What a wonderful day of comraderie and peace building! I awoke at the CODEPINK house this a.m. to the sounds of people arriving at the house from all over the country. Luggage bumping up stairs, coffee brewing, folks coming in to drop off vegan cookies. People chatting about favorite actions and strategies for uniting people. It was energizing. While my thoughts flitted around remembering names, faces, hooking up my digital recorder so I could interview folks with good stories, I kept having thoughts running through my head about the people about to be set upon hurricane Rita and the soldiers and Iraqis immersed in the havoc of equally out of control forces.
It is always a precarious line between using creative energy to focus awareness on issues and going over the top. But the Tidal Pool Paddle Boat action once again proved the amazing synchronicity of CODEPINK think. The action involved at least 22 women dressed in pink in the paddle boats you can rent at the tidal basin. We paddled across to the area in front of the Lincoln memorial with pink bamboo and paper umbrellas with messages such as “education not occupation” written on them and when we finally all got in synch and were lined up with banners stretching between boats, and umbrellas all visible from the Lincoln Memorial it felt right. Tourists loved the action. Several fathers were explaining to their children what we were doing and how dissent is a part of the democratic process. It was really nice to present a non-threating image to the kids. A CBS news team showed up and did a lot of taping when we were singing the new lyrics sung to the tune of American Pie that one “car” of people came up with on the way to the action.

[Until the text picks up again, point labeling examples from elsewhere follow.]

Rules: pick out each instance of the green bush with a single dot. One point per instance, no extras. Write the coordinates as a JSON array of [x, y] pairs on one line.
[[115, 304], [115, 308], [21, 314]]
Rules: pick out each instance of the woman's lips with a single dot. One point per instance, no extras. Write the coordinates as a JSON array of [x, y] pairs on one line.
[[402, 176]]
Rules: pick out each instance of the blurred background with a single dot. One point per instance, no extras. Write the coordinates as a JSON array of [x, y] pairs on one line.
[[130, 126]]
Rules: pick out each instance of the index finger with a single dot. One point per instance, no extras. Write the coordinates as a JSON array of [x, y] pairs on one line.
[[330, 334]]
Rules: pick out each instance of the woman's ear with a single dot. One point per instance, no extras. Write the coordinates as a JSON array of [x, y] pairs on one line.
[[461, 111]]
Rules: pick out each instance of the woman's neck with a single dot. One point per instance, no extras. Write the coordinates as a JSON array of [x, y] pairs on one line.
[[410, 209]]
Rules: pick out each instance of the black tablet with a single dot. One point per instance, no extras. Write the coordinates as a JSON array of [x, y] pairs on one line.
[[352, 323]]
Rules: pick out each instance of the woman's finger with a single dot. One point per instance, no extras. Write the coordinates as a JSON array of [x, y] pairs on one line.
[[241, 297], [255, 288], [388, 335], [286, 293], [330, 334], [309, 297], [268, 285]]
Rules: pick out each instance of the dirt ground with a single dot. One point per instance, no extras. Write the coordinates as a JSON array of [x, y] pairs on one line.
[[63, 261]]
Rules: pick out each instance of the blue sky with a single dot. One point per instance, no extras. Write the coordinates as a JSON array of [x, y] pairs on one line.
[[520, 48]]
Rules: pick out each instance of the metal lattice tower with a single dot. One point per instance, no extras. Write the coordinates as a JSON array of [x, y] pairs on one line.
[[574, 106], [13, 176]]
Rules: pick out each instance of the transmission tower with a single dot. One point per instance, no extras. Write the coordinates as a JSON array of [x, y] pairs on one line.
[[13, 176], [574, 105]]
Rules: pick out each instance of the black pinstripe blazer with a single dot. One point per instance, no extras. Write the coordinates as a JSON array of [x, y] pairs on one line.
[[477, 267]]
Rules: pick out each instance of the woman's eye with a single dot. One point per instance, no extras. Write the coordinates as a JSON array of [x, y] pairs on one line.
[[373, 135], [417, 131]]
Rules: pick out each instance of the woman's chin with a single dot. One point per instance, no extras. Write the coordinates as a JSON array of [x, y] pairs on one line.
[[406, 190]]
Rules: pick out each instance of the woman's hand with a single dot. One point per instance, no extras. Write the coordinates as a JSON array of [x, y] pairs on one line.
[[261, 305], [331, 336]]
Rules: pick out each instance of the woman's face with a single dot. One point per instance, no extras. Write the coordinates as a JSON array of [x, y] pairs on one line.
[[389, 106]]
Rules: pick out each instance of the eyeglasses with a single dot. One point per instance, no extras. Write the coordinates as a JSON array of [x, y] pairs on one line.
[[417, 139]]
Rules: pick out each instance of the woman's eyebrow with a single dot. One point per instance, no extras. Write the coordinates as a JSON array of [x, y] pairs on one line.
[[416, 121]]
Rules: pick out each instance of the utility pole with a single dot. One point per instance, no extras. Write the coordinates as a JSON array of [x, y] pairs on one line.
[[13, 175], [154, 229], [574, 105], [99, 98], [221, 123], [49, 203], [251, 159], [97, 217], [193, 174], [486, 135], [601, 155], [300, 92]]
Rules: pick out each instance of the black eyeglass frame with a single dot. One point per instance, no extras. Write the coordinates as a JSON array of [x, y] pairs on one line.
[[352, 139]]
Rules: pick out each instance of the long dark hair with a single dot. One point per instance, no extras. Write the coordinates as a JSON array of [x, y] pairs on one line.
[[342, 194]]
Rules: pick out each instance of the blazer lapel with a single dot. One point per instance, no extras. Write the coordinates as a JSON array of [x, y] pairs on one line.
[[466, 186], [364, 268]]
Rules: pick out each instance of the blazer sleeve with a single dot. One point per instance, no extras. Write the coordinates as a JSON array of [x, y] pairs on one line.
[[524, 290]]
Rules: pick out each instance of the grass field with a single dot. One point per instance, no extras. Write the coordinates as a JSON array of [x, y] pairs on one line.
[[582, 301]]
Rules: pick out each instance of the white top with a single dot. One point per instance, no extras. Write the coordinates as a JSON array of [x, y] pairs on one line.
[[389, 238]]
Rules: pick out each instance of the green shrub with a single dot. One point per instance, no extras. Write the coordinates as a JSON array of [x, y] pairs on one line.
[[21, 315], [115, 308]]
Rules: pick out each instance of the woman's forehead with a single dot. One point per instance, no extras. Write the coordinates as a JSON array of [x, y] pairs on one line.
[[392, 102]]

Why Why Mr. President Why?
The levees all broke
now the water’s too high
Spent all our cash
on a war that’s a lie
You don’t care if poor people die
You don’t care if Iraqis die
You don’t care if our soldiers die
just as long as your profits are high
Then it was back to the Pink House to prepare for a meet and greet and organize that was to occur later in the day. But before that we had a very large vigil in front of Walter Reed where injured soldiers are brought. The adversarial group across the street was rude, attacked us verbally hoping for confrontation, and were very noisy and disrespectful of the vets they supposedly support. As usual CODEPINK was about real issues of importance to the folks inside walter Reed and the people across the street didn’t really have a message other than just attacking CODEPINK. We just ignored them.
Then after the meet and greet for all the pinkers who have come from Fort Worth, Portland, Chicago, North Carolina, San Diego LA San Francisco, New York.
A long day but fruitful. Truly inspiring to see all these women building rather than tearing down.